Les esclaves abandonnés de Tromelin
Maudit bateau…
En 1664, Colbert, efficace ministre d’État de Louis XIV, fonde la Compagnie française des Indes orientales et en fixe le siège à Lorient. La France entre ainsi dans une rude guerre commerciale asiatique dominée jusqu’alors par la Compagnie néerlandaise des Indes orientales. L’administration royale accorde à la Compagnie française de nombreux privilèges et lui octroie le monopole du négoce et de la navigation dans les océans Indien et Pacifique. Un siècle plus tard, le 17 novembre 1760, dans un contexte économique toujours très virulent, sort de l’arsenal de Bayonne un navire dont personne ne pouvait imaginer le destin tragique, ou plutôt celui de son équipage. Son nom est curieusement prémonitoire, l’Utile.
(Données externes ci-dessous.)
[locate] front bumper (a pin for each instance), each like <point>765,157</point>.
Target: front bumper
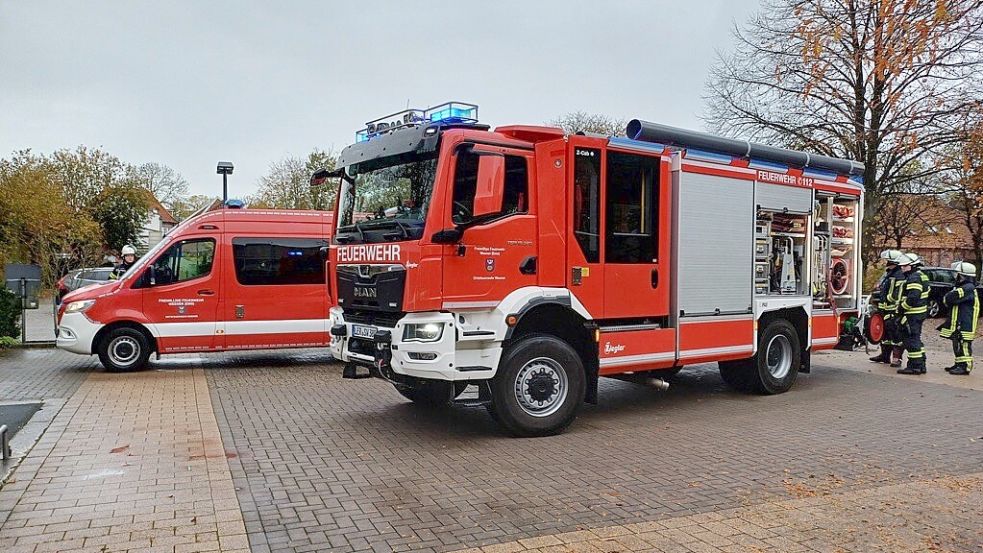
<point>392,356</point>
<point>76,333</point>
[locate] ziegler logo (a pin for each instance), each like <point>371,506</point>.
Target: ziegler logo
<point>368,252</point>
<point>366,292</point>
<point>617,348</point>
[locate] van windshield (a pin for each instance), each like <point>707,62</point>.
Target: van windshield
<point>386,199</point>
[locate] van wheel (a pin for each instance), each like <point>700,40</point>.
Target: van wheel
<point>774,369</point>
<point>539,386</point>
<point>124,349</point>
<point>433,393</point>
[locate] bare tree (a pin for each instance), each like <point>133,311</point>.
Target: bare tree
<point>885,82</point>
<point>166,184</point>
<point>287,184</point>
<point>593,123</point>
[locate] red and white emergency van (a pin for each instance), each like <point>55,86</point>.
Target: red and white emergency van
<point>516,266</point>
<point>225,279</point>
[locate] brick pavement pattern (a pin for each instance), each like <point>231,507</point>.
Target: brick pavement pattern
<point>931,516</point>
<point>132,462</point>
<point>328,464</point>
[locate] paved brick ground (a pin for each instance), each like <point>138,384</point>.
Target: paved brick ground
<point>351,466</point>
<point>934,515</point>
<point>132,462</point>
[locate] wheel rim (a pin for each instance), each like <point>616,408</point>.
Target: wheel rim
<point>124,350</point>
<point>541,387</point>
<point>779,356</point>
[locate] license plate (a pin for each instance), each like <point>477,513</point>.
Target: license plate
<point>359,331</point>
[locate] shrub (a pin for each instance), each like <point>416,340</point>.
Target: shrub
<point>9,313</point>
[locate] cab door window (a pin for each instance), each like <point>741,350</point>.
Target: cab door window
<point>632,208</point>
<point>185,260</point>
<point>466,185</point>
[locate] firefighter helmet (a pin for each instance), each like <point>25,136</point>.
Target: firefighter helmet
<point>906,259</point>
<point>964,268</point>
<point>891,256</point>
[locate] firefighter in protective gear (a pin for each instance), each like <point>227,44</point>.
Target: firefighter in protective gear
<point>129,254</point>
<point>889,293</point>
<point>913,310</point>
<point>964,314</point>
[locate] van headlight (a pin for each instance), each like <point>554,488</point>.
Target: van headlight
<point>79,306</point>
<point>428,332</point>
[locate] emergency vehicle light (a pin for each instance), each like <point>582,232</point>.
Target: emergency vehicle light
<point>447,113</point>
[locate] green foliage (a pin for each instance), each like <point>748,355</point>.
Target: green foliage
<point>9,314</point>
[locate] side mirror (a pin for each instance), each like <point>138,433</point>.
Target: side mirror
<point>490,190</point>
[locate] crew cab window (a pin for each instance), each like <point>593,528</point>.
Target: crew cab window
<point>185,260</point>
<point>466,185</point>
<point>632,208</point>
<point>278,261</point>
<point>587,202</point>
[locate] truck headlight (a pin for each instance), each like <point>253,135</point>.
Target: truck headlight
<point>79,306</point>
<point>429,332</point>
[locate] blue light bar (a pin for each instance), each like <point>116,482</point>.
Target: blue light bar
<point>448,113</point>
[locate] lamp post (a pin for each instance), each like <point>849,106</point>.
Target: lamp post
<point>225,169</point>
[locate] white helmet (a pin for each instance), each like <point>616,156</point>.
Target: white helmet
<point>964,268</point>
<point>891,256</point>
<point>906,259</point>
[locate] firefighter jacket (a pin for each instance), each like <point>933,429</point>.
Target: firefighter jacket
<point>891,290</point>
<point>914,301</point>
<point>964,311</point>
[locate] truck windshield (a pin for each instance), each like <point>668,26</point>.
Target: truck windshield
<point>386,199</point>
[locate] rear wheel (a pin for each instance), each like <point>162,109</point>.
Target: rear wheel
<point>539,386</point>
<point>124,349</point>
<point>431,393</point>
<point>774,369</point>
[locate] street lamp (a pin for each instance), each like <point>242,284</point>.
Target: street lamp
<point>225,169</point>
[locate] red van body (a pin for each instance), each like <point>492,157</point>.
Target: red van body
<point>227,279</point>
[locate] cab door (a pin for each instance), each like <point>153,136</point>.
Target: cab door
<point>496,253</point>
<point>636,249</point>
<point>180,294</point>
<point>585,277</point>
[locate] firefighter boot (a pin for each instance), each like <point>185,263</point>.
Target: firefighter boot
<point>896,356</point>
<point>960,369</point>
<point>884,357</point>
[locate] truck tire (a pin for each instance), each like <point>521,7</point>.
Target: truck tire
<point>539,386</point>
<point>774,369</point>
<point>124,349</point>
<point>433,393</point>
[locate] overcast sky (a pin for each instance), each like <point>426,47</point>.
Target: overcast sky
<point>188,83</point>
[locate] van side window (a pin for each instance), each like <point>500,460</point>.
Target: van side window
<point>278,261</point>
<point>632,208</point>
<point>516,194</point>
<point>186,260</point>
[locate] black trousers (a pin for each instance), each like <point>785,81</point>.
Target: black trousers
<point>913,338</point>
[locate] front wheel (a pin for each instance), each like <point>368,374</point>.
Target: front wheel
<point>124,349</point>
<point>539,386</point>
L’appât du gain du capitaine
En juin 1761, l’Utile est pressé… ou plutôt son capitaine, Jean de Lafargue. Envoyé à Madagascar pour débarquer des denrées de la métropole et embarquer des produits locaux, Lafargue doit ensuite faire route vers l’île de France (ancien nom de l’île Maurice). Or le capitaine, un brin cupide, est aussi négrier à ses heures. En toute illégalité, il entasse 160 esclaves malgaches dans les cales de l’Utile, pressé de les vendre à Maurice. L’urgence, mauvaise conseillère, le rend sourd aux conseils de prudence de son pilote. Il craint un banc de sable repéré dans la zone en 1722 mais les cartes à bord n’en donnent pas une position précise. La nuit du 31 juillet 1761, l’Utile y fait naufrage. La tragédie de l’île Tromelin commence.

Cruauté d’un côté, courage de l’autre
Au petit matin, les survivants découvrent un îlot de corail d’un km2 dont le point le plus haut s’élève à 5 m. La végétation y est éparse, l’alizé soufflant en permanence. Rapidement, les 123 membres de l’équipage et environ 90 esclaves s’organisent. Le 27 septembre 1761, les Français repartent sur un bateau de fortune construit avec les débris de l’Utile, laissant sur place les esclaves à qui on promet un secours rapide. Leur attente durera … quinze ans. Avec un courage inouï, les Malgaches organisent une micro société, construisent un habitat solide en pierre, réparent les ustensiles de l’Utile, se nourrissent d’oiseaux, de tortues, de poissons, maintiennent un feu alimenté par le bois du bateau, boivent l’eau saumâtre captée en profondeur. On se sait rien des terreurs qu’ils ont endurées, de l’espoir perdu, des morts... En novembre 1776, enfin, un navire vient les sauver. Ne restaient en vie que sept femmes et un bébé.